The service doctor has a safelist. The VM process, WindowServer, and LM Studio are never killed, no matter how much memory they consume. Some things are too important to optimize. Qui-Gon disagrees but complies.

Qui-Gon tracks model usage across tiers, monitors the Sanctum Proxy’s 500K token/day budget per agent, and flags when consumption patterns suggest a runaway loop or an agent that has discovered the joy of verbose reasoning.
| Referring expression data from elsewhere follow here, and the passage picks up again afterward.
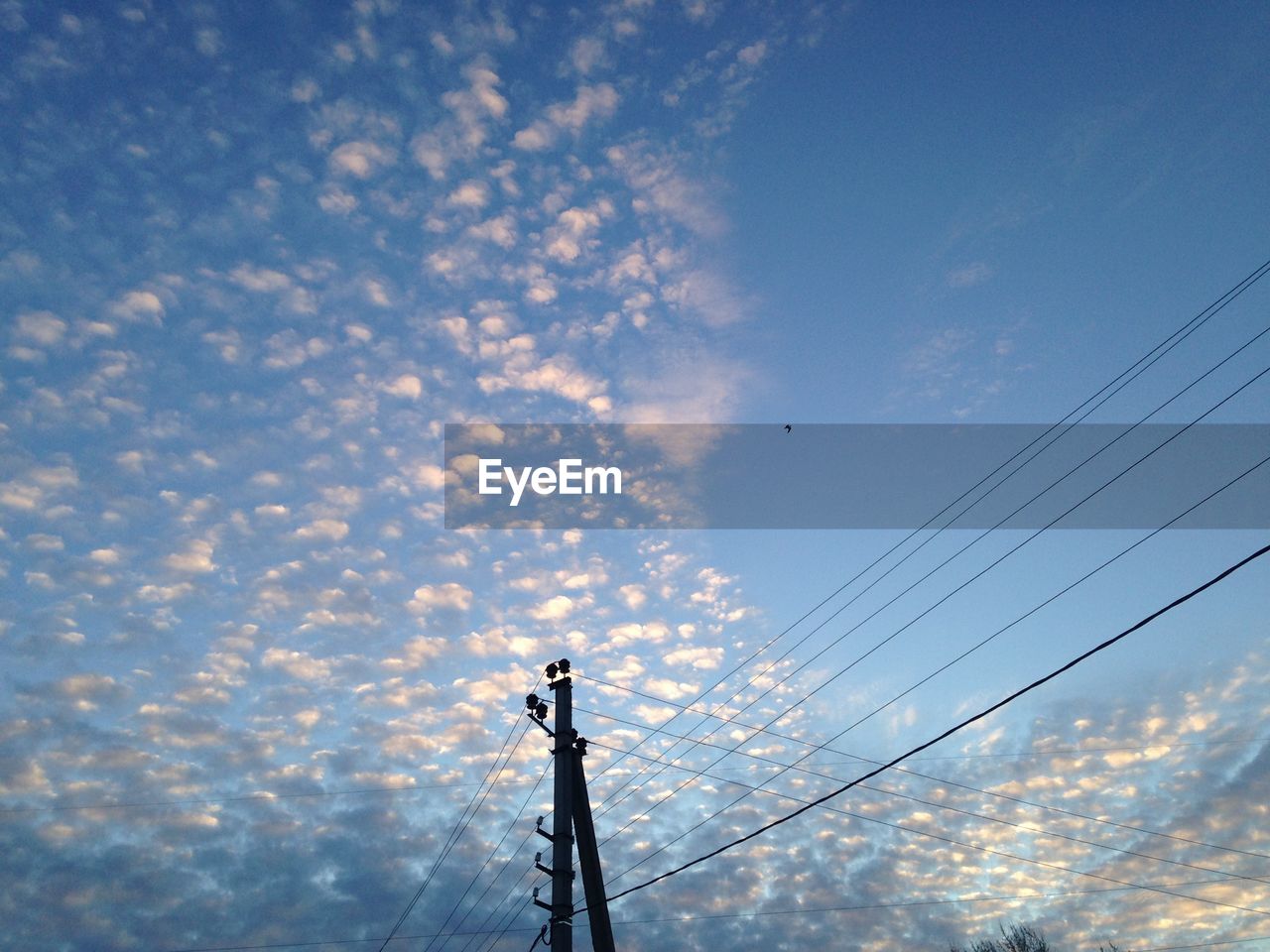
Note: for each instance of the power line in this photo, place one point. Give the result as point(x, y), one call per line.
point(964, 654)
point(979, 816)
point(762, 912)
point(483, 866)
point(460, 826)
point(959, 726)
point(947, 806)
point(1105, 393)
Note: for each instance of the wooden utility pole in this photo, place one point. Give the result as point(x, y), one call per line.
point(572, 815)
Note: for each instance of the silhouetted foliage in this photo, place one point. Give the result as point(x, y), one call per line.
point(1017, 938)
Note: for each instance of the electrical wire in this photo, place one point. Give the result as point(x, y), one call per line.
point(983, 535)
point(483, 866)
point(1101, 647)
point(1257, 276)
point(976, 647)
point(761, 912)
point(1097, 400)
point(925, 802)
point(978, 816)
point(461, 824)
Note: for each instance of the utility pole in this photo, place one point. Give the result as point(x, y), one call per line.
point(572, 814)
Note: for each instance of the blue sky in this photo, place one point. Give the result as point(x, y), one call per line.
point(254, 257)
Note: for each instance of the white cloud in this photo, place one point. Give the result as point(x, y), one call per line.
point(299, 664)
point(41, 326)
point(361, 159)
point(408, 386)
point(472, 193)
point(325, 530)
point(590, 103)
point(137, 306)
point(448, 595)
point(969, 276)
point(195, 557)
point(553, 610)
point(262, 280)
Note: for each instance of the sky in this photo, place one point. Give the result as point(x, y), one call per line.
point(255, 257)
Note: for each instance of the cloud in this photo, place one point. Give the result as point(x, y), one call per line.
point(408, 385)
point(299, 664)
point(322, 531)
point(447, 597)
point(969, 276)
point(139, 306)
point(194, 558)
point(590, 103)
point(361, 159)
point(42, 327)
point(470, 194)
point(556, 608)
point(261, 280)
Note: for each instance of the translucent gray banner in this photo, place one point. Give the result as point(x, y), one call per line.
point(857, 476)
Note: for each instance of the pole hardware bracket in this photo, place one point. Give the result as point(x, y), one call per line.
point(538, 829)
He cannot yet calculate the electricity cost of running five AI agents on a Mac Mini in a Quebec basement, but he would like to, and he has filed a feature request with himself.

ParameterValue
Agent typeefficiency
HostVM (Ubuntu 24.04, systemd user service)
Model tiercouncil-routine (Qwen 3.5 Plus primary, council-27b fallback)
Skillsmac-mini-ops, service-doctor
PluginsSupermemory, Neo4j KG (Graphiti at 127.0.0.1:31416)
Workspace~/.openclaw/workspace-quigon/
GatewayOpenClaw (VM), port via systemd user service
ScheduleWeekly performance reviews, on-demand infrastructure checks
Test suitesquigon-infra.sh (12 tests), quigon-resilience.sh (8 tests)
Metrics DB~/.sanctum/metrics/metrics.db (SQLite)
Report output~/.sanctum/memory/events/{year}/{month}/perf-review-{date}.md
Audit log~/.sanctum/audit/audit.log

Qui-Gon is defined in instance.yaml under the services section:

quigon:
enabled: true
type: efficiency
host: vm
workspace: "~/.openclaw/workspace-quigon"
model: council-routine
skills:
- mac-mini-ops
- service-doctor
schedule:
perf_review: weekly
description: "Efficiency Agent — resource optimization and cost analysis"
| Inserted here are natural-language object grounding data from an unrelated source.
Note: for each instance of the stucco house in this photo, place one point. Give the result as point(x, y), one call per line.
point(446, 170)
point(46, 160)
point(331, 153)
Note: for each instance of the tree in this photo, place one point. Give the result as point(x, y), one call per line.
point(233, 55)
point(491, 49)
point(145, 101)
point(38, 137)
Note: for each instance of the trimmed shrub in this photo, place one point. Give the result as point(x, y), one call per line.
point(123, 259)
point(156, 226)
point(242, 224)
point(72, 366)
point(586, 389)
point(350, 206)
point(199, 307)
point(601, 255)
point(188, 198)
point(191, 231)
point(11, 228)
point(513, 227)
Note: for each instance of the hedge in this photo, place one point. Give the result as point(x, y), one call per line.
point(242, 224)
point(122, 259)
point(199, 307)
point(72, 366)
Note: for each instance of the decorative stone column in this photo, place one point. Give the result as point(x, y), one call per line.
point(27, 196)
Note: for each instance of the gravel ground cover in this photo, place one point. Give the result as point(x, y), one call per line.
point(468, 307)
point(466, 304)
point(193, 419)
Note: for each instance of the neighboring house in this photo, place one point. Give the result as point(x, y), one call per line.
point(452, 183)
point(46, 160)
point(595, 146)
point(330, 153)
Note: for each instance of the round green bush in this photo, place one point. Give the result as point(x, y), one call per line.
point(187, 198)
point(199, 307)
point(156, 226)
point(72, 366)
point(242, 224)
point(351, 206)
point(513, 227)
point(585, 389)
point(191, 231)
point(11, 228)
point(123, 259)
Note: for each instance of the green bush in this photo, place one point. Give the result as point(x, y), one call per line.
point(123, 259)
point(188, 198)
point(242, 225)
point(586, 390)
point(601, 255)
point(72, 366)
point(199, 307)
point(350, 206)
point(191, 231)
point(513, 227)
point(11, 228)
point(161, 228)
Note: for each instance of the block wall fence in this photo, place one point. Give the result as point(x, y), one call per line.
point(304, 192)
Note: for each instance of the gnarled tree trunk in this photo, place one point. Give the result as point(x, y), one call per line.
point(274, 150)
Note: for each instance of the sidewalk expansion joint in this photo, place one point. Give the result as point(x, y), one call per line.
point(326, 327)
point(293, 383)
The test suites live in the shared skills repository:

~/Projects/openclaw-skills/council-router/tests/suites/
quigon-infra.sh # 12 infrastructure tests
quigon-resilience.sh # 8 resilience & performance tests

Performance reviews are triggered by cron and write their output alongside an audit trail entry:

~/.sanctum/memory/events/2026/03/perf-review-2026-03-23.md
~/.sanctum/audit/audit.log → {"ts":"...","action":"perf-review","period_days":7,...}

There is a version of Qui-Gon that exists in theory — the one where every recommendation is implemented, every inefficiency is resolved, every service runs at exactly its minimum viable resource allocation, and the entire system hums at peak performance like a Swiss train schedule.

In practice, what happens is: Qui-Gon suggests something is 4% suboptimal. The operator reads the report. The operator considers whether the 4% improvement is worth twenty minutes of configuration changes and the nonzero risk of breaking something that currently works. The operator closes the report. Qui-Gon notes this in next week’s review under “deferred recommendations.” The list grows. It always grows.

This is not a bug. This is the fundamental tension of efficiency engineering: the most efficient thing is often to leave the inefficient thing alone.

Qui-Gon will never accept this. That is what makes him useful.